Tuesday, September 27, 2011
Indonesia Terror threat is real
The suicide bomb attack on the Sepenuh Injil Bethel Church (GBIS) in Surakarta, Central Java, on Sunday shocked the nation. It was the fourth bomb explosion in Indonesia this year.
The bombing, as in the previous instances, was relatively small in extent if we observe its impact on the church building and the number of victims. One person — believed to be the bomber — was killed and 22 others were injured.
Sunday’s blast came immediately after the completion of stage performances by both foreign and local artists in several parts of the country and amid ongoing intense deliberations of the intelligence bill at the House of Representatives (DPR). The nation is also preparing to host the Southeast Asian Games, the ASEAN Summit and East Asia Summit in November.
The bombing incidents apparently shows that Indonesia is still vulnerable to terrorist threats.
Based on past experience, it is reasonable to assume that the explosion in Surakarta might not be the last. It is extremely urgent for all of us, not only for the National Police and security agencies, to anticipate and prevent more attacks in the future.
Should the four incidents turn out to be a prelude for future attacks, it is not impossible for the next incident(s) to be greater in extent and scope.
President Susilo Bambang Yudhoyono and preliminary investigation by the Police have indicated a possible connection between Sunday’s suicide attack and the suicide bomber who attacked the police compound in Cirebon, West Java, in April this year.
“We have found in the preliminary results of our investigation that the suicide bomber was a member of the Cirebon terrorist network that carried out a similar terrorist act in Cirebon,” the President said after a Cabinet meeting at the Presidential Office in Jakarta on Sunday.
The Police have so far yet to officially identify the suspected suicide bomber. However, officers close to the investigation have hinted that the alleged perpetrator was.
Ahmad Yosepa alias Hayat, who along with M. Syarif, the suicide bomber in a mosque in the Police compound in Cirebon, had participated in a terrorist training camp in Ciamis, West Java, since October 2010.

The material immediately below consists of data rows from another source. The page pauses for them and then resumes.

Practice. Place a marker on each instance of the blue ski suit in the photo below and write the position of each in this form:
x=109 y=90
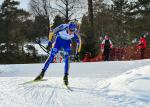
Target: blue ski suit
x=63 y=41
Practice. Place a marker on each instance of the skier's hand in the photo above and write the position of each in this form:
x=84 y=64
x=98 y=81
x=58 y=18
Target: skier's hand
x=48 y=47
x=77 y=57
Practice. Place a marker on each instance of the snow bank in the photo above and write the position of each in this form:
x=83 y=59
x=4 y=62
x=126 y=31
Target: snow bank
x=134 y=83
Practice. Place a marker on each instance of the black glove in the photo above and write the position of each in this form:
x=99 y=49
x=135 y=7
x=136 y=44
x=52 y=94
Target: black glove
x=48 y=47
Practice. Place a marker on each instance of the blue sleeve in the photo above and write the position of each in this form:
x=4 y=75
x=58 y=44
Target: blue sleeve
x=76 y=38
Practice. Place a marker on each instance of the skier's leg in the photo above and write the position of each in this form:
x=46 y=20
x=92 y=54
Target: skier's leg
x=67 y=65
x=46 y=65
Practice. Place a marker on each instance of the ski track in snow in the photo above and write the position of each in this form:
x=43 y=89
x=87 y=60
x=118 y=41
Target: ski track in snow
x=52 y=93
x=87 y=92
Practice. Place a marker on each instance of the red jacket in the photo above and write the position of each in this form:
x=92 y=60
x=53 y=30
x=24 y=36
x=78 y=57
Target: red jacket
x=142 y=43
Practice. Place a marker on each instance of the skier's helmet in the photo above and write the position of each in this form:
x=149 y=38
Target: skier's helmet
x=72 y=26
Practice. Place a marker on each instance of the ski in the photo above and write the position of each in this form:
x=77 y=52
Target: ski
x=68 y=88
x=33 y=81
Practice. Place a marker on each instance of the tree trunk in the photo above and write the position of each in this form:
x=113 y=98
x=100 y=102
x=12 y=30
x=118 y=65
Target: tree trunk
x=90 y=11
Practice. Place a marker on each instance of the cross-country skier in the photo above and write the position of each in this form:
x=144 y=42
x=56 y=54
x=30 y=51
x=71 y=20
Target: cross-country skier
x=64 y=35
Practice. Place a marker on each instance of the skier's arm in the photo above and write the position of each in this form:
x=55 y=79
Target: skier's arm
x=60 y=28
x=78 y=40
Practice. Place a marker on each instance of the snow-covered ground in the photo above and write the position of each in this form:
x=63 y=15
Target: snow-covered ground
x=97 y=84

Hayat was also on the police’s most-wanted list for his alleged involvement in the Cirebon bombing and the shooting of police officers in Palu, Central Sulawesi, earlier this year.
It is good to see that the police have worked fast to identify a possible connection between the perpetrators of previous attacks and the violence in Surakarta. Still all those measures have yet to prevent such attacks from happening — a key success indicator for security institutions, here and elsewhere.
It is true that preventing terrorist attacks is not an easy task to perform. It requires close cooperation among all
elements of the nation — not just for the forces of law and order.
All energy and resources, including the House’s deliberation on the intelligence bill — the legal umbrella needed to prevent terror attacks — must be focused on creating stability and order in the country.
Otherwise, all the upcoming international events here – and the country’s security image — will be at stake. Jakarta Post.